At the end of the day, a few stored procedures will have to be run
that produce 4 or 5 reports within a few minutes. Each of the reports
will contain about a million rows. Afterward, about 50 other reports
will be run. All of the reports will run against the data inserted
during the day, with the exception of maybe .1% of the data which will
reference data from a previous day.
I fully recognise i'm not providing sufficient detail for anyone to
provide very accurate recommendations. What I'm curious to know if
it's too tall an order for Oracle, or if it will require hadoop, or
similar technology. I've done quite a bit of SQL Server work, but not
nearly to this scale.
thx
You are in rigth path. Go ahead, just find rigth questions.
Maybe you would use partitioned table.
http://www.psoug.org/reference/partitions.html
Arne Ortlinghaus
ACS Data Systems
Some relevant questions:
Data amount in TB?
Which hardware brand you wish to use?
Contact oracle and ask "Oracle Optimized Warehouse"

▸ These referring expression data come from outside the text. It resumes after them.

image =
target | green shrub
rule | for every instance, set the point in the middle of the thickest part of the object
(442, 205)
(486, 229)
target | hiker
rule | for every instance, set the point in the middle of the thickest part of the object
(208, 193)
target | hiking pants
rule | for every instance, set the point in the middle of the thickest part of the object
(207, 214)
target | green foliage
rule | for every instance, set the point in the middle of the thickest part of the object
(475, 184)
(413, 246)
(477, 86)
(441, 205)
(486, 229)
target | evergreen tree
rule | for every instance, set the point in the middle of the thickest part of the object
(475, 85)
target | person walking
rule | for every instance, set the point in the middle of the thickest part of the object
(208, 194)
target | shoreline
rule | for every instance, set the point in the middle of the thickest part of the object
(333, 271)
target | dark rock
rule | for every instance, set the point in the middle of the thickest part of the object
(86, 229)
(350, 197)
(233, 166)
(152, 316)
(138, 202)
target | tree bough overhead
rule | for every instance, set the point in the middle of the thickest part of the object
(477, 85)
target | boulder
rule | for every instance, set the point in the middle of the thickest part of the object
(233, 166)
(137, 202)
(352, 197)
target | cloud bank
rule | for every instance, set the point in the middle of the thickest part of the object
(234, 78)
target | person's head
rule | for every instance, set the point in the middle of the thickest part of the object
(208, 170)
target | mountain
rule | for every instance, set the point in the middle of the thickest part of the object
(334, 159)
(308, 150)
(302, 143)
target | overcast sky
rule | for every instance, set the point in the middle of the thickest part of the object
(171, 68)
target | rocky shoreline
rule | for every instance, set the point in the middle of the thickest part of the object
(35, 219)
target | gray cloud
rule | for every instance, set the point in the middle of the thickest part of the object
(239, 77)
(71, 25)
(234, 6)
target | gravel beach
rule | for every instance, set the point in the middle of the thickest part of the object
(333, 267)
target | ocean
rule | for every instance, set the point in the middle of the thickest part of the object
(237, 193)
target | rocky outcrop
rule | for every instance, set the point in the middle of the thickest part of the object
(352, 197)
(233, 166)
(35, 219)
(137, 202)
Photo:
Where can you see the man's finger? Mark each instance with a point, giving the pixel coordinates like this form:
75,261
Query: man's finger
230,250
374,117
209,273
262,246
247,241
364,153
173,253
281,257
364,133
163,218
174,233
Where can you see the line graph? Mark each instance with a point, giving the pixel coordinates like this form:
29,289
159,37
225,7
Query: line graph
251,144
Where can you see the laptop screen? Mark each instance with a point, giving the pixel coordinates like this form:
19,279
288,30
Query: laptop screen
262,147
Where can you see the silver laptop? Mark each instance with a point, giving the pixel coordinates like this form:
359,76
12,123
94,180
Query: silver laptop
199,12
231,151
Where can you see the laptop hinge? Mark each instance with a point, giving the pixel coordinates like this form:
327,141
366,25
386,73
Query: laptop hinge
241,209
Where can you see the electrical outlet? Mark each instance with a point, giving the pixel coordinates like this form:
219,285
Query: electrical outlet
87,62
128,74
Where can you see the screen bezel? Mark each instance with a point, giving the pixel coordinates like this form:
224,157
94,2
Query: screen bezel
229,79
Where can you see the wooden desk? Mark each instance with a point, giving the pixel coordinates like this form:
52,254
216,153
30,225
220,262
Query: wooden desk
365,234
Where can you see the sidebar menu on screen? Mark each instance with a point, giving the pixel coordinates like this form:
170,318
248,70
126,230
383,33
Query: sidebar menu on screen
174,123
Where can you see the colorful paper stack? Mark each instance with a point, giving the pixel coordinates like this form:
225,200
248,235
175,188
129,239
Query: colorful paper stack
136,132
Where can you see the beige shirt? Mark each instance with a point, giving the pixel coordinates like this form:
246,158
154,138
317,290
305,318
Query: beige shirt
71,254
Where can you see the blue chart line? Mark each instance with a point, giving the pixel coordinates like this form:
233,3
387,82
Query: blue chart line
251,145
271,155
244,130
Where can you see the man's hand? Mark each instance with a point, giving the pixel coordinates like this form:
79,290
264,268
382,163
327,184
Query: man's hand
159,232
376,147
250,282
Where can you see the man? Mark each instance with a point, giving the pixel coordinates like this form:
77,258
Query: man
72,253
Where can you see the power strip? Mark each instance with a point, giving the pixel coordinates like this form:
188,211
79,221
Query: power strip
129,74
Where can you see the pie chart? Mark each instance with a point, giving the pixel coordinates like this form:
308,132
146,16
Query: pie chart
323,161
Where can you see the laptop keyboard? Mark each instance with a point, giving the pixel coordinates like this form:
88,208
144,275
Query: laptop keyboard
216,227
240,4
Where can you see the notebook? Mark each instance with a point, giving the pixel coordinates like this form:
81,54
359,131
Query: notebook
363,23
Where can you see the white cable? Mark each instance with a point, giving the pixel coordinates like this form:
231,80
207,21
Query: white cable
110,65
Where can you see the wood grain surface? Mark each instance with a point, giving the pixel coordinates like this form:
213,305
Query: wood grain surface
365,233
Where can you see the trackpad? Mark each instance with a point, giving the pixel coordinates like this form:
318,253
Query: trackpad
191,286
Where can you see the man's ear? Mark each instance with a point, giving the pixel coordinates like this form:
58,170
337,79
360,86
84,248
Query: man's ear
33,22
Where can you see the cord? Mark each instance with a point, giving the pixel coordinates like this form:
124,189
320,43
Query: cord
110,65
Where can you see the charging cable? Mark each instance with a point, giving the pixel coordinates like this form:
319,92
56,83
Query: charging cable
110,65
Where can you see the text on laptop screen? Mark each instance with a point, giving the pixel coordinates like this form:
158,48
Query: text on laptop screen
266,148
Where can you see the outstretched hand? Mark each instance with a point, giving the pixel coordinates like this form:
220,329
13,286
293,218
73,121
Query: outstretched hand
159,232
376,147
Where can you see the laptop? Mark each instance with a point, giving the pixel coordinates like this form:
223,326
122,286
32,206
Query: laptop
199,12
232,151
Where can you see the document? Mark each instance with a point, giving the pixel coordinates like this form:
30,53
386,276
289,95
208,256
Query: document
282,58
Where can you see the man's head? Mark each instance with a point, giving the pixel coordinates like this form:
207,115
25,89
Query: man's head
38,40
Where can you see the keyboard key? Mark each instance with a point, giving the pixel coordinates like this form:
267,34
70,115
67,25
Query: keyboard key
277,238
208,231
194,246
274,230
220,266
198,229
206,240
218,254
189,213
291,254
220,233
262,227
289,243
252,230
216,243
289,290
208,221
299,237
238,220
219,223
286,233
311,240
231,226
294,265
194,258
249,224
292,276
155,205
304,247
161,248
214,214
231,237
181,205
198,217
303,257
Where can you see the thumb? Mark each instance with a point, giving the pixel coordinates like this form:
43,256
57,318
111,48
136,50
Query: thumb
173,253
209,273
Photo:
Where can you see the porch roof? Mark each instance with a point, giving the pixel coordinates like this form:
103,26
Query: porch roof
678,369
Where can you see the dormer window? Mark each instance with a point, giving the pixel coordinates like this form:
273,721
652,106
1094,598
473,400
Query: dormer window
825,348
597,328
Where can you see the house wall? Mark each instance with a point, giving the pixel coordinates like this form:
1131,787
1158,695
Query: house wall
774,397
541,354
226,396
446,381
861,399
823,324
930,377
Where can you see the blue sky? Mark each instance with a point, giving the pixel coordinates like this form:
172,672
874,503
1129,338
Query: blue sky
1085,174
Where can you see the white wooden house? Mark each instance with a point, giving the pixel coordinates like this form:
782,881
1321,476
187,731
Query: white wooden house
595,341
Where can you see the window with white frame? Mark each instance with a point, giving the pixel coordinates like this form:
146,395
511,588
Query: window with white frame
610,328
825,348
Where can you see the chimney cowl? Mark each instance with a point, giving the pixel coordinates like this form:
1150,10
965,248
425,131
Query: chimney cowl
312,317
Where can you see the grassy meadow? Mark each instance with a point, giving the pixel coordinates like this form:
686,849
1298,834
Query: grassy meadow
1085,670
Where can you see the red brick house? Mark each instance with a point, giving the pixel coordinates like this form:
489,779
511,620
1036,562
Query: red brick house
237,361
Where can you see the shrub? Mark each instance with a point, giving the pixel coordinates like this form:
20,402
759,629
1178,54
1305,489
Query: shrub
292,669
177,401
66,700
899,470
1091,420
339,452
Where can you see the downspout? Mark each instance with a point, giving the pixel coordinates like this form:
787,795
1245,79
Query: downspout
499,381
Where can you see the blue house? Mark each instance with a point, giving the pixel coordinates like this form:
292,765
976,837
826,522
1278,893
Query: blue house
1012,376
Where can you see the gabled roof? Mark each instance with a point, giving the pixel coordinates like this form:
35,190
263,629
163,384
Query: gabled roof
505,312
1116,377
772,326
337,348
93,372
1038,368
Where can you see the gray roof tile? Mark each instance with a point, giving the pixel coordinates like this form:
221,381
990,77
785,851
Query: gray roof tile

You will get that optimized system running, delivered and cost efective very
fast.
Have fun!
What has been mentioned by others... Oracle RAC, 96GB RAM, several
hundred TB of SAN storage. The hardware budget is bigger than the GDP
of some countries!!!!!
If the budget is high enough, I'd consider a full rack Exadata Server.
Shakespeare
Richard, I think the answer depends on what and how the data will be
used for. That is how will the data be queried? Will it permanently
reside in the database or is the database just a holding point till
the data is filtered and transferred to its pemanent home? Is the
initial insert done to the data's final store within the database or
is it moved within the database?
I am not a big fan of using sqlldr direct path loads in a production
environment. If a direct path load job fails then the indexes become
unusable and require rebuilding. Having to rebuild large indexes on a
massive single point of insertion table pretty much brings the system
to a halt. If there will be multiple, concurrent sources of data
intput I would insist on using convention load or using programs
written to use bulk inserts or the older array insert feature of pro*
languages.
HTH -- Mark D Powell --
snip
> Richard, I think the answer depends on what and how the data will be
> used for. That is how will the data be queried? Will it permanently
> reside in the database or is the database just a holding point till
> the data is filtered and transferred to its pemanent home? Is the
> initial insert done to the data's final store within the database or
> is it moved within the database?
>
> I am not a big fan of using sqlldr direct path loads in a production
> environment. If a direct path load job fails then the indexes become
> unusable and require rebuilding. Having to rebuild large indexes on a
> massive single point of insertion table pretty much brings the system
> to a halt. If there will be multiple, concurrent sources of data
> intput I would insist on using convention load or using programs
> written to use bulk inserts or the older array insert feature of pro*
> languages.
What the OP seemed to describe is a daily load cycle and if I
understood it correctly I would seriously think about using some kind
of daily staging table that accumulates the input. It possibly could
have no real useful indexes on it ... just have data dumped into it
( depending on what and where validation is needed ) ... then near the
end of the cycle use it to go elsewhere.
Partitioning might be a possibility. Inserting 500 million rows over
8 hours is pretty trivial on even most modest servers.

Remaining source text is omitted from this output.